Assesses the cost structures of businesses operating in the Australian retail trade industry, including costs relative to international competitors.
- The Australian retail sector comprises more than 133 000 businesses contributing around 5 per cent of GDP and 9 per cent of total hours worked.
- The industry is diverse in terms of firm size, product range, business models and formats, and cost structures. Around 95 per cent of all retail businesses are small businesses. The retail sector is operating in an increasingly dynamic and globalised environment, competing on different platforms and across borders. This has delivered better outcomes for consumers and, combined with shifts in consumer spending, has created a challenging trading environment for many retailers.
- The cost of doing retail business is largely driven by geography, markets and commercial decisions. As such, many of the cost pressures facing retailers are market driven and require commercial responses.
- That said, there are some costs that are heavily influenced by government regulations such as those affecting trading hours, the supply of retail space, workplace relations, transportation and delivery of goods, utility charges and liquor licensing. These cost pressures are accentuated in an environment where retailing is more competitive.
- As was the case in 2011 when the Commission undertook an extensive inquiry into the economic structure and performance of the Australian retail industry, retailers continue to operate under several regulatory regimes that unnecessarily inflate their costs and restrict their ability to innovate.
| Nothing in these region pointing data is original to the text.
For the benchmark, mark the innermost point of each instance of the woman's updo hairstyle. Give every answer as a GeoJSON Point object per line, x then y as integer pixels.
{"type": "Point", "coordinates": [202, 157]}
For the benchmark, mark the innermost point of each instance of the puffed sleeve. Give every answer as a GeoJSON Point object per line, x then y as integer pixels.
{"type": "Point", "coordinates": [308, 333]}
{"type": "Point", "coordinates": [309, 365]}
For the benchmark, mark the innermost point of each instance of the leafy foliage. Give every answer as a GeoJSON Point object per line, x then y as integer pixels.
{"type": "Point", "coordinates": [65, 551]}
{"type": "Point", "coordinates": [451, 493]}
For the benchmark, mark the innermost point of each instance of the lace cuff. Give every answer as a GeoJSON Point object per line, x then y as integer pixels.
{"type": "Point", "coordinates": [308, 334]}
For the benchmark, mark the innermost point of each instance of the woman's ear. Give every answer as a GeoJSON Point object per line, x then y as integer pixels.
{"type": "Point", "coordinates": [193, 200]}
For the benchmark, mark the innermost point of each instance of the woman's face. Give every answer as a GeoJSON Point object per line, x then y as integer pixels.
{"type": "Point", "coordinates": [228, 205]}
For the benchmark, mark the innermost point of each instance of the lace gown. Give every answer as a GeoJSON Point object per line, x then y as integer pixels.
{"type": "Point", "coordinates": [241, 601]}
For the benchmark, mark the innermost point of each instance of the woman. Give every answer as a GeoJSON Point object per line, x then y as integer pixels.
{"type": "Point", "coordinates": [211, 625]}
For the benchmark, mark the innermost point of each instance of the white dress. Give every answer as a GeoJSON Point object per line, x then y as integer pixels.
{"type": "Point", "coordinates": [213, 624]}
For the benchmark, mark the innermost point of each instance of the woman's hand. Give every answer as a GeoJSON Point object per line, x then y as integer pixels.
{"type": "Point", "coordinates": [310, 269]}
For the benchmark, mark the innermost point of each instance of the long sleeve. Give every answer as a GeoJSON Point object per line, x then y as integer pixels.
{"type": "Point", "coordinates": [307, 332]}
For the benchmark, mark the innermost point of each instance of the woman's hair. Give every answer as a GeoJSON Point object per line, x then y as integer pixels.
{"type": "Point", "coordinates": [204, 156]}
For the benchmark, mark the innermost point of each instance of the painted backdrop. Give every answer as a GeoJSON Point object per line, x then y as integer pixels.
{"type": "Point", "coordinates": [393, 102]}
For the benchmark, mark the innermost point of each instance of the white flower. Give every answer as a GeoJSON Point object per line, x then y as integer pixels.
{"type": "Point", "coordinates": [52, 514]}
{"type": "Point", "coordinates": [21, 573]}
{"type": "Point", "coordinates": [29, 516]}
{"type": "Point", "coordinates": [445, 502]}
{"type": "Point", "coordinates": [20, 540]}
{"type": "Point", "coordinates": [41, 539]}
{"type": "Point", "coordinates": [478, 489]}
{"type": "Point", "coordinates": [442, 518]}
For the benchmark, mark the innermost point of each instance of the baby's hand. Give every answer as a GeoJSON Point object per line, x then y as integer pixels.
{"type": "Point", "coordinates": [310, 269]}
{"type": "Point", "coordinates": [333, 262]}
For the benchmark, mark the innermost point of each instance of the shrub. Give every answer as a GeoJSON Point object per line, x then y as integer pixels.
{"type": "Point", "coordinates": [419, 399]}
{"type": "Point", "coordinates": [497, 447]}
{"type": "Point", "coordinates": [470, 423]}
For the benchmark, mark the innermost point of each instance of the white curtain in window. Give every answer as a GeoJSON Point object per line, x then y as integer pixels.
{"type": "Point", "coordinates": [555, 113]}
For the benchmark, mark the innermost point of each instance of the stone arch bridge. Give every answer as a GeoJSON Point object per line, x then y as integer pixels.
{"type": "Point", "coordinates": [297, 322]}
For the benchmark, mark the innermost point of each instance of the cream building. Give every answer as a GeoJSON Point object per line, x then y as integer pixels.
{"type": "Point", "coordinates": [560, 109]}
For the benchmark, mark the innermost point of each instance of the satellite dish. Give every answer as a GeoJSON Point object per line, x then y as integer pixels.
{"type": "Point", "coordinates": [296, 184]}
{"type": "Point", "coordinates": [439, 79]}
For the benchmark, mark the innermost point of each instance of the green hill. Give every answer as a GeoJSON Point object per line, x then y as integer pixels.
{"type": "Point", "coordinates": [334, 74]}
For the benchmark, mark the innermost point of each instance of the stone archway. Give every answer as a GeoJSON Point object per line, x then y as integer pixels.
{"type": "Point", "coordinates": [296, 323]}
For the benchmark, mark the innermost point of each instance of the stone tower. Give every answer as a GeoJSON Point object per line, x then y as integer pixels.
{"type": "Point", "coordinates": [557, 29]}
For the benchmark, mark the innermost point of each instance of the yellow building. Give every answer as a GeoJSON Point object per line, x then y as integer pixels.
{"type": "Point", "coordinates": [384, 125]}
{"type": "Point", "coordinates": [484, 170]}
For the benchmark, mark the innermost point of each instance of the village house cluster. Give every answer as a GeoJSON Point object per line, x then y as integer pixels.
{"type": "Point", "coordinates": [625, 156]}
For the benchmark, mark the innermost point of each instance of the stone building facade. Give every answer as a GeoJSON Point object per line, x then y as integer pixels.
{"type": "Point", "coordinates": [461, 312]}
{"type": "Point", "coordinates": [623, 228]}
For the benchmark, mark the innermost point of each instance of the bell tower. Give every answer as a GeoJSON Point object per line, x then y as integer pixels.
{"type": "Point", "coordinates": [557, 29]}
With the exception of Victoria, reforms since then have been piecemeal, and incomplete across most jurisdictions. Major restrictions that still need to be addressed are:
- trading hours regulations that restrict the industry’s ability to adapt and compete with online competitors, and provide the convenience that consumers expect
- planning and zoning regulations that are complex, excessively prescriptive, and often anticompetitive.
- Several input prices have increased to add further cost pressures, with prices for major inputs such as labour and occupancy rising faster than final retail prices.
- Notwithstanding the increase in these input costs, cost structures and retail profits have remained relatively stable at a broad industry level. To some extent, overall profitability has been protected by the lower cost of some goods, reflecting both sourcing strategies by retailers and the appreciation of the Australian dollar. The rise in input costs has also been partly offset by productivity gains in the retail sector.
- While some of the larger retailers monitor costs domestically and compare those to their competitors here and overseas, this information is very tightly held given its commercial sensitivity. There are limited publicly available data to support an international comparison of costs across the wide spectrum of businesses operating in what is a very diverse sector.
- At an industry level, labour costs and rent as a share of revenue appear higher in Australia relative to the United Kingdom and the United States. For some retail categories, such as supermarkets, there are no discernible differences in cost structures between Australian retailers and those operating in broadly comparable markets overseas. For other retail categories, such as clothing and footwear, differences are more apparent.
While Australian consumers are enthusiastic online shoppers, Australian retailers do not appear to be using online retailing to its full potential.